Emotional Head dedicates century to Hughes
Travis Head dedicated his first Test century to the late Phillip Hughes on an emotional opening day of Australia's second match against Sri Lanka.
Australia dominated proceedings at the Manuka Oval in Canberra as Sri Lanka's bowlers toiled after an impressive start, Head and Joe Burns both registering hundreds.
Australia slipped to 28-3 but Head (161) and Burns (172 not out) put on 308 to put the hosts on course to complete a series sweep - they won the first Test by an innings and 40 runs in Brisbane.
Head went to three figures with a boundary through mid-off and immediately looked to the sky in remembrance of his former team-mate and mentor.
"Yeah [I dedicated it to] a few, but Hughesy as well, a little bit emotional to be honest," Head told SEN Radio.
"It was a little bit about trying to get the momentum back, it was a little like last week where we lost quick wickets and were a little bit under the pump, it was trying to get that momentum back.
"Last week I started my innings really well, left the ball really well, just tried to get that momentum back and get it to swing back our way.
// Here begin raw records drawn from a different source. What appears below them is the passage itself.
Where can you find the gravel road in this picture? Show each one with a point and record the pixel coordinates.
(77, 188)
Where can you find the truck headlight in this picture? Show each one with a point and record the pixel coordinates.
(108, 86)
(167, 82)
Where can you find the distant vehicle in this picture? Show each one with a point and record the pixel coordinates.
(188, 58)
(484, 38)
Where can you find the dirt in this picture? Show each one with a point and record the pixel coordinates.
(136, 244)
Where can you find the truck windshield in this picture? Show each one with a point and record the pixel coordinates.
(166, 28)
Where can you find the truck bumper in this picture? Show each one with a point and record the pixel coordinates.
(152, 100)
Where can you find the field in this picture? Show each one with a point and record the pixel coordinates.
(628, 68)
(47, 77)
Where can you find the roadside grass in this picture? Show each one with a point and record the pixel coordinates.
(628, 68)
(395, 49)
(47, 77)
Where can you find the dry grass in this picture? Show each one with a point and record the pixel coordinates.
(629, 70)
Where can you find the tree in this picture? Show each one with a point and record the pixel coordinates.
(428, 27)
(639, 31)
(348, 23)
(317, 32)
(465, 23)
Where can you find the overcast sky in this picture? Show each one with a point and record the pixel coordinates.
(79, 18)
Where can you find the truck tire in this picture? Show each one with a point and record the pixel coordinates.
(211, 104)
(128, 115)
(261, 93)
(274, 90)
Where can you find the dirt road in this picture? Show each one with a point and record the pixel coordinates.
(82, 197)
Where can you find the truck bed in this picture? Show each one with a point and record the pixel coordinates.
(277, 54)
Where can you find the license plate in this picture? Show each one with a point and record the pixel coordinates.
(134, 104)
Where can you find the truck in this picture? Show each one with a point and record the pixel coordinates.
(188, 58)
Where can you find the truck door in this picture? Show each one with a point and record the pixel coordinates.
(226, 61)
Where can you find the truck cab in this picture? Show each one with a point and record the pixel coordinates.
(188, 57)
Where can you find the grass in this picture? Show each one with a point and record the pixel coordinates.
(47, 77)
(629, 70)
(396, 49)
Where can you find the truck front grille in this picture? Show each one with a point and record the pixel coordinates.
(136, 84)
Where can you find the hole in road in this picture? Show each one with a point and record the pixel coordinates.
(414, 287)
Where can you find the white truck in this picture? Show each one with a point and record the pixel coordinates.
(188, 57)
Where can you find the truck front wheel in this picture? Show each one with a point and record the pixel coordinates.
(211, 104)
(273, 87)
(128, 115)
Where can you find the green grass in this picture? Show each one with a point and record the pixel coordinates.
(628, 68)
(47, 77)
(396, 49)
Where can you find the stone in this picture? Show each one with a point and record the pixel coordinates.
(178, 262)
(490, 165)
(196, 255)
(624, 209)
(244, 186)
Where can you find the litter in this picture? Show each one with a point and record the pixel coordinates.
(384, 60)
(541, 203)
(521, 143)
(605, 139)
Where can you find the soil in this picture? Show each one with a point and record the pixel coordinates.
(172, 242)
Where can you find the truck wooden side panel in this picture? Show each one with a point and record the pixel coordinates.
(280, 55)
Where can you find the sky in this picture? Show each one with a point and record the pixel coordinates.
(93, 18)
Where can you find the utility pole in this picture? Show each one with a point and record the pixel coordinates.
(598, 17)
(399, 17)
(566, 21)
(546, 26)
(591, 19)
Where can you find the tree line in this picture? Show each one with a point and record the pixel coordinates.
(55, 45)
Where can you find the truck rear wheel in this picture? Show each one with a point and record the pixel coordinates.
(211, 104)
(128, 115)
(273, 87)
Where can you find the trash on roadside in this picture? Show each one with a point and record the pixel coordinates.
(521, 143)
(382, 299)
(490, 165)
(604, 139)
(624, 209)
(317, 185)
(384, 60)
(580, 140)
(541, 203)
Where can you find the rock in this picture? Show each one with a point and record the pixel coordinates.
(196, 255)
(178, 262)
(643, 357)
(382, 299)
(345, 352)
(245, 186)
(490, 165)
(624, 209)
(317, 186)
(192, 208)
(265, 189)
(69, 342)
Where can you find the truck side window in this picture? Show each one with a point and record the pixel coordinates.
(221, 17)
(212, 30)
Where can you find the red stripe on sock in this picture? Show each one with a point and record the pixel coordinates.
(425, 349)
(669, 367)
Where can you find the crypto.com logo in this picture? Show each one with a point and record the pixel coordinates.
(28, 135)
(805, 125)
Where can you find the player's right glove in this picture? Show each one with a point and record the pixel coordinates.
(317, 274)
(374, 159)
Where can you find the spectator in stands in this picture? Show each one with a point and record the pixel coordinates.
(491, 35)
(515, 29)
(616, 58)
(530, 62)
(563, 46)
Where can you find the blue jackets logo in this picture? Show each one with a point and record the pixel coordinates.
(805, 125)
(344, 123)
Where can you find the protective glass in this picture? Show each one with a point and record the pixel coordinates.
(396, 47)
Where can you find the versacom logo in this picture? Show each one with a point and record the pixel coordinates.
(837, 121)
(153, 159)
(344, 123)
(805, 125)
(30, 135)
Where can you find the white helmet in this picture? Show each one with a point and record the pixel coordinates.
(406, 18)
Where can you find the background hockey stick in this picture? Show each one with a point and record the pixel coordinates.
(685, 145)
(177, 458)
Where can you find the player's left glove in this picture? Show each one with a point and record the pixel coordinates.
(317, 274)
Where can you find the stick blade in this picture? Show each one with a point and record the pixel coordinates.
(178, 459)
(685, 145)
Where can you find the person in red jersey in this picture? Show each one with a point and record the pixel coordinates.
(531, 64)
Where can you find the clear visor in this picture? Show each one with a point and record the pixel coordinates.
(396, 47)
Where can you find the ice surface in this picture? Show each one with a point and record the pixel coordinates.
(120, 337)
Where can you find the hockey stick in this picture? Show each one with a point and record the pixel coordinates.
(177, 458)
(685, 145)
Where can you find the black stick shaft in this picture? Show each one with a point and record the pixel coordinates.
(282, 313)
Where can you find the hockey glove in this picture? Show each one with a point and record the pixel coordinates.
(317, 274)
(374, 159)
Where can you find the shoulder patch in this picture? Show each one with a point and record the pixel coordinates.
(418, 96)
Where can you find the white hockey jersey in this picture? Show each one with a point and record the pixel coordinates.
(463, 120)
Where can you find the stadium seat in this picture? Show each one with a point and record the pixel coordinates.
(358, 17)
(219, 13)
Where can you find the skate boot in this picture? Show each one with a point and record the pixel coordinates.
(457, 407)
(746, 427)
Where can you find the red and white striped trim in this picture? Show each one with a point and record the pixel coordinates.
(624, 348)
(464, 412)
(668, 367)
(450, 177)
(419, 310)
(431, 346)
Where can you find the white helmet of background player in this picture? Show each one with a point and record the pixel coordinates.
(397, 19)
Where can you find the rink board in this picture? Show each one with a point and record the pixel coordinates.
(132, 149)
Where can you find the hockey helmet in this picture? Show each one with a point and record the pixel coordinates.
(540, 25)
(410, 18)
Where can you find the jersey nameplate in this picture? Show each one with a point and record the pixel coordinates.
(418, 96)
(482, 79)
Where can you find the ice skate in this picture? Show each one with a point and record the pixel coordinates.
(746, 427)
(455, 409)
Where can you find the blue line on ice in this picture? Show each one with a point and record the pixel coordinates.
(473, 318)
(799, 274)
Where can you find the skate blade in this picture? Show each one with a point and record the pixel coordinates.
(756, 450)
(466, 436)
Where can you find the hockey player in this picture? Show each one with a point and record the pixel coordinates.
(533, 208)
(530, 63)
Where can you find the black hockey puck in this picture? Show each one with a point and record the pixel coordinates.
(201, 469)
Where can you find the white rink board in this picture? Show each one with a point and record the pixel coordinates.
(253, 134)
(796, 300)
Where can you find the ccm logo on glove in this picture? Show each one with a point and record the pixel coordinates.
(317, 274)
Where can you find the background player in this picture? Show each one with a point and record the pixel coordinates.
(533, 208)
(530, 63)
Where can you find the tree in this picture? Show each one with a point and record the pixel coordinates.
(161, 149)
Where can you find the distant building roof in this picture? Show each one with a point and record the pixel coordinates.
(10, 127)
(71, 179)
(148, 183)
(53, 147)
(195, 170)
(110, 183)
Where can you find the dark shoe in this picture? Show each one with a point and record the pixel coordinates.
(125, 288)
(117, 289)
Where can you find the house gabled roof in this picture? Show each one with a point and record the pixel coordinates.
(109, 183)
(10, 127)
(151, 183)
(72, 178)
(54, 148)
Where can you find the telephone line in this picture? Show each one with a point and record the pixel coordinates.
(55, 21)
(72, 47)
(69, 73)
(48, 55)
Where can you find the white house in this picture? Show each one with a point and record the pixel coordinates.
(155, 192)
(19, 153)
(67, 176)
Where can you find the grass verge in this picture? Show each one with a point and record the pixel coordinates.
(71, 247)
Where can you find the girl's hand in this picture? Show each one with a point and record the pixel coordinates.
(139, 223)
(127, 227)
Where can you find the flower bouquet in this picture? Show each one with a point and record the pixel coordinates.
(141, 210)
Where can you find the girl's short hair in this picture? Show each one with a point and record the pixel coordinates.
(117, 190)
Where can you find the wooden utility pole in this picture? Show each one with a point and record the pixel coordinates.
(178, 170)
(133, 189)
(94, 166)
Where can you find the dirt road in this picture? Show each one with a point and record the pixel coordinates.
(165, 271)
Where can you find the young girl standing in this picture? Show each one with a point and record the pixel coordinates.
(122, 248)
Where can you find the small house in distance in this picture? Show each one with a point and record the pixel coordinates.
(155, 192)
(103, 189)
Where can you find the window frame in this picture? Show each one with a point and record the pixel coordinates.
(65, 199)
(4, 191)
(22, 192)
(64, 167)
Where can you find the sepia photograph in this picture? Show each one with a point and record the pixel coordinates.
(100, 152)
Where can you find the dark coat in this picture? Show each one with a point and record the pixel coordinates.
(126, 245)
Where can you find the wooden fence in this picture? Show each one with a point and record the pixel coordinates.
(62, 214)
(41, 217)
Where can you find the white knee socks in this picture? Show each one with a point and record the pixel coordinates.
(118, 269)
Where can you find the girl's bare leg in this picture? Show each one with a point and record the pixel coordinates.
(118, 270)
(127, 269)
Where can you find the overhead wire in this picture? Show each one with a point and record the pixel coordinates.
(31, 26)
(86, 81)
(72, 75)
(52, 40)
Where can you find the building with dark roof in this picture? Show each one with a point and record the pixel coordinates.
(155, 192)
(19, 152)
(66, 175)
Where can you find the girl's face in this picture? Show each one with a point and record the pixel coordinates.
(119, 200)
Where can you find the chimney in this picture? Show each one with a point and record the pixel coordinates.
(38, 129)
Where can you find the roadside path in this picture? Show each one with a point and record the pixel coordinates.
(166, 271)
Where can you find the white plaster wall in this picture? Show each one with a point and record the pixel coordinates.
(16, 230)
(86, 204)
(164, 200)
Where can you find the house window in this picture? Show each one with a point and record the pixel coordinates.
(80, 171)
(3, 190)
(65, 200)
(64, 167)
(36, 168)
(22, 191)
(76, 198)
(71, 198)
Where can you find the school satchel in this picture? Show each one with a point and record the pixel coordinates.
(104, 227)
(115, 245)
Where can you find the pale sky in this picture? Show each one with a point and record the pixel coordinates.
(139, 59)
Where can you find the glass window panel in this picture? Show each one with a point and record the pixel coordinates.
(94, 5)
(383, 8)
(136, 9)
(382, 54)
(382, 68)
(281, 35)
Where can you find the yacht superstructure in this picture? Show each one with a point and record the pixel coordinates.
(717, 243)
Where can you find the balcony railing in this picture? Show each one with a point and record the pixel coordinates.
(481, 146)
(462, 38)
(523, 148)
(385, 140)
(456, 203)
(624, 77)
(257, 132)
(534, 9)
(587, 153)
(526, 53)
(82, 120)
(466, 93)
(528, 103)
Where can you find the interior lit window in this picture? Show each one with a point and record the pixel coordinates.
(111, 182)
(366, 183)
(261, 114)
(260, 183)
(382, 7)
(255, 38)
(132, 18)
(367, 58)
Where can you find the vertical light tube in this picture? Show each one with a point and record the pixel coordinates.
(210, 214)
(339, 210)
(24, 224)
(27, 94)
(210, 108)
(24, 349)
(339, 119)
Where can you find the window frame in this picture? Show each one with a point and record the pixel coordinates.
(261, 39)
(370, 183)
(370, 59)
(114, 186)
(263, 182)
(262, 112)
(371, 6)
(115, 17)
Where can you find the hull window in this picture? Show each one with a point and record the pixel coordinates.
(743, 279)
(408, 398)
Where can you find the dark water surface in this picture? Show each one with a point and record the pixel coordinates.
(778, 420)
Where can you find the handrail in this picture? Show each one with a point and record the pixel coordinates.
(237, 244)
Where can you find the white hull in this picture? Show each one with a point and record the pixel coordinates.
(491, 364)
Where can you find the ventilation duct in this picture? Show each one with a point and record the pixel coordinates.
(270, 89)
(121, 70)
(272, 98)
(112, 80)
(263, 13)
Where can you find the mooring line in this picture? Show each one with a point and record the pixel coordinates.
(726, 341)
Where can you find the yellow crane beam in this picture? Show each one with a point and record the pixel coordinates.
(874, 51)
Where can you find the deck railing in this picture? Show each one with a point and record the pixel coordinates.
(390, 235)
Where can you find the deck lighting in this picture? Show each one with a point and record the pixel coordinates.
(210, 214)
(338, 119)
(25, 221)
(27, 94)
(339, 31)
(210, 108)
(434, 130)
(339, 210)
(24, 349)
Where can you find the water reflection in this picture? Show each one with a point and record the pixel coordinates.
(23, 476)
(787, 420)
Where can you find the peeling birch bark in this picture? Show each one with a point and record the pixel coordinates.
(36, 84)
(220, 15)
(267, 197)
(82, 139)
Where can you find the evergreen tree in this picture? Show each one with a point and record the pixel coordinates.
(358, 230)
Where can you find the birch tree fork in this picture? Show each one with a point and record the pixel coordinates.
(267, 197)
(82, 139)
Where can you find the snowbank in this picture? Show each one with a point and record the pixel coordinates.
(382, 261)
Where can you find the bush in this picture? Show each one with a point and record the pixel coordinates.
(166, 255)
I felt like Burnsy and I were able to do that again.
"To go out there and continue from last week, personally and as a team we put ourselves in a great position to get hundreds and weren't able to, that was the disappointing part, but it was really good today to get out there, and once we got our chance, to make it massive."
Burns - who registered his fourth hundred for Australia - was delighted for his team-mate, believing Head's innings will establish the left-hander's place in the Test side.
He said: "It's one of those innings today that'll get him started in his Test career, get that first one out of the way and open the floodgates. I just wanted to hug him as hard as I could for as long as I could and just keep batting with him. It was really enjoyable.
"Full credit to Trav, he comes out with great intent, puts the bowlers off their mark, and turns three early wickets into straightaway pressure back on the bowlers.
"And you could sense out there the left-hand/right-hand combination, and being able to score in different areas and keep the scoreboard ticking all day, meant their bowlers couldn't get that build-up of pressure. That's the key to a good partnership and really satisfying to do that for a long period."